Auprès de Jurisic et Lamberg, Ibrahim ne qualifie Charles que roi ou seigneur d'Espagne [Karlo, Ispanya kralt ou beyi], et n'appelle Ferdinand que «Fernanduş», considéré comme le lieutenant de Charles en Allemagne. Les historiens turcs ne se privent pas d'insultes: «roi stupide» [şapşal kral] pour Peçevi, «le bâtard qui revendique le titre d'empereur», «Karlo, roi d'Espagne, frère du stupide [şaşkin] Ferdinand», «le seigneur de la province d'Autriche, roi imbécile du nom de Ferdinand», «Carlo, roi d'Espagne, ce païen têtu» pour l'historien Solakzade, et plus tard encore chez; Evliya Çelebi: «Ferdinand le divaguant».

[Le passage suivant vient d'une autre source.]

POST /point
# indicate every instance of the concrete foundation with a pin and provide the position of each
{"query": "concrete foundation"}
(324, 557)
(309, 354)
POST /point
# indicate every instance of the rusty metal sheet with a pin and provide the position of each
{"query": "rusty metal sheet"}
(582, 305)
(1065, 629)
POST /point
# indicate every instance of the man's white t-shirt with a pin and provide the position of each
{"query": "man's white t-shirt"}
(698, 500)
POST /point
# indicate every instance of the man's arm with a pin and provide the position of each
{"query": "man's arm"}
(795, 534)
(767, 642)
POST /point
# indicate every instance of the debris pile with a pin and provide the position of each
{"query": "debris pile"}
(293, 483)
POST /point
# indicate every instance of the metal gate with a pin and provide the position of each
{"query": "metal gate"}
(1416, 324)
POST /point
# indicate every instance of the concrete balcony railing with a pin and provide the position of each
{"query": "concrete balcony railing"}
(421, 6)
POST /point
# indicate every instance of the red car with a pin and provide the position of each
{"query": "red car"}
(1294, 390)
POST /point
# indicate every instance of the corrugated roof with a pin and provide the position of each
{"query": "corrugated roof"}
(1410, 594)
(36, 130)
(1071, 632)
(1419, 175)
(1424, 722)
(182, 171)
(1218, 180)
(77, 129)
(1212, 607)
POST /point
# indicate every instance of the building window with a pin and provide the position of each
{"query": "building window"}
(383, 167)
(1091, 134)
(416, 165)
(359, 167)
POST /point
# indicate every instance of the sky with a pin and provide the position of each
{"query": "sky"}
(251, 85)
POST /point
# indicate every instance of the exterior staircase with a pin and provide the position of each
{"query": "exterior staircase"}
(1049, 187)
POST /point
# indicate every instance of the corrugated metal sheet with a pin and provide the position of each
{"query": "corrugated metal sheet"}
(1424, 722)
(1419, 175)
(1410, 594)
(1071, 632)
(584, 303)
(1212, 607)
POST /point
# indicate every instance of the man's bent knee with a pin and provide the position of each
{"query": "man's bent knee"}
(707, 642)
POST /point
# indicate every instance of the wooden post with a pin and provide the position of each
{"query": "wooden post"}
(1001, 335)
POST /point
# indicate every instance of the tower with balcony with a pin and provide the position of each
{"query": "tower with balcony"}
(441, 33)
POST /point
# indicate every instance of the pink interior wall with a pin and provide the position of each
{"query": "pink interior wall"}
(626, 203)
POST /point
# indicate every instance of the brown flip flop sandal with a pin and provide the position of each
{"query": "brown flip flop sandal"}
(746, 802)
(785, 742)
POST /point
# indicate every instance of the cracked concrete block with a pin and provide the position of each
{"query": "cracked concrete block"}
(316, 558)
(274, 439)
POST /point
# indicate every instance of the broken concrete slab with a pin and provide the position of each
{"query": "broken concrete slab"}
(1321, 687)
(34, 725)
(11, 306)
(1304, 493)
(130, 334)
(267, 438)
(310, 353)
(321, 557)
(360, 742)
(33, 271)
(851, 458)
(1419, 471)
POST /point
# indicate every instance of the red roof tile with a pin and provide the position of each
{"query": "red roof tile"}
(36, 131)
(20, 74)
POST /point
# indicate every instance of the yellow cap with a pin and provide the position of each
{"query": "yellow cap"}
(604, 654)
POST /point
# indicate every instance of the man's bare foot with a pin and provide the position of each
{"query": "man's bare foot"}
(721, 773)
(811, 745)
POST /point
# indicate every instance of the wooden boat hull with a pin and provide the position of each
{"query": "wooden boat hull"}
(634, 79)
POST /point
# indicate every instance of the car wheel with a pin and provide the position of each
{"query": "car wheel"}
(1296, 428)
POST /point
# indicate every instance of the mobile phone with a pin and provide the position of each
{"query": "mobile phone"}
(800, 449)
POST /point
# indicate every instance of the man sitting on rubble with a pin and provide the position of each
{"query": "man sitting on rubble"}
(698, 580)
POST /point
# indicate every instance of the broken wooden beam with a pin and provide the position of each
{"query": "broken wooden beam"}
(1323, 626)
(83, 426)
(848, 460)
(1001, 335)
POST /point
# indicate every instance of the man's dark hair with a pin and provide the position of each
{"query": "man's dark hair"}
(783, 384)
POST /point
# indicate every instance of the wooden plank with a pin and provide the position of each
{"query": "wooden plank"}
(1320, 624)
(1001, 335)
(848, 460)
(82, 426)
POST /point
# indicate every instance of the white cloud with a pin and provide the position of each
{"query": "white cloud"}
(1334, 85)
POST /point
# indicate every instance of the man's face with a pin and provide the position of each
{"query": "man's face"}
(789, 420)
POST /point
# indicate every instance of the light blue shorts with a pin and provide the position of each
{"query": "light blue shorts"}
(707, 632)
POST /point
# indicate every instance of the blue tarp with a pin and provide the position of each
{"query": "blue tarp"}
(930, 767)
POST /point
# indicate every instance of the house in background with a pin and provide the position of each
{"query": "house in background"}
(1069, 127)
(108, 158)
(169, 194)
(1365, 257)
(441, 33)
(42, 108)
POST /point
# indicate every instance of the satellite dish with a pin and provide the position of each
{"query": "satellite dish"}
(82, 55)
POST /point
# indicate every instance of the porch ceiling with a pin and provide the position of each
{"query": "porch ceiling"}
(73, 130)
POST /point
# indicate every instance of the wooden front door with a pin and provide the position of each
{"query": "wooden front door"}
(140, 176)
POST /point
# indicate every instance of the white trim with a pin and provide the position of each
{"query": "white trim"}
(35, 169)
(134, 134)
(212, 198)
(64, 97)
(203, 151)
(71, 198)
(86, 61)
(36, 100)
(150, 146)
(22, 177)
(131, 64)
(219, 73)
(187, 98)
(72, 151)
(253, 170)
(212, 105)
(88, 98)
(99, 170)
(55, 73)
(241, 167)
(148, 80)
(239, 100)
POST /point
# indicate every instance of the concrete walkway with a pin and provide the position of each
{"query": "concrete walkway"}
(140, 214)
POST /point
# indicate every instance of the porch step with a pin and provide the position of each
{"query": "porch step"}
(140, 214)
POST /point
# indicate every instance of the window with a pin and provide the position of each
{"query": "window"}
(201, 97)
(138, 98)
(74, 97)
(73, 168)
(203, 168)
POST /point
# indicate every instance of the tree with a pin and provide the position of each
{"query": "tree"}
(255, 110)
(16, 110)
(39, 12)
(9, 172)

Les liens entre les deux frères ne semblent pas bien compris, ni les pouvoirs exacts de l'empereur. En tout cas, il semble que l'on sente bien en 1545 à Istanbul que nulle paix ferme ne peut se faire avec Ferdinand sans qu'elle soit ratifiée par l'empereur842. L'insistance turque à n'appeler Charles Quint que roi des Espagnes et non Empereur -marquant un refus de reconnaissance de l'empereur par le Padichah, selon une tradition toute byzantine843, reflétant la prétention de l'empereur de Constantinople à être l'unique héritier de Rome -«Porque el principal titulo de Emperador dezia que el tenia, como successor de Constantino, y Señor de la Imperial ciudad de Constantinopla844»-, marquant aussi peut-être un conflit d'égal à égal dans la domination du monde, est peut-être une des raisons qui poussent l'empereur d'Occident à ne pas vouloir apparaître en tant que tel dans la négociation de Schepper. C'est dans ce sens que Soliman tient à apparaître comme frère de l'empereur, son égal, quand Ferdinand est considéré comme son fils, du niveau du grand vizir.
Lors de la remise
des lettres de Charles à Ibrahim, rapporte Schepper:
«Après luy ay
déclairé le désir qu'avoit le roy Ferdinande,
affin qu'il luy fust adsistant pour impétrer le royaulme
d'Hongrie, mesmes que l'empereur Charles avoit pour cest effect, et
en faveur de son frère, escrit au grand Empereur des Turcqz.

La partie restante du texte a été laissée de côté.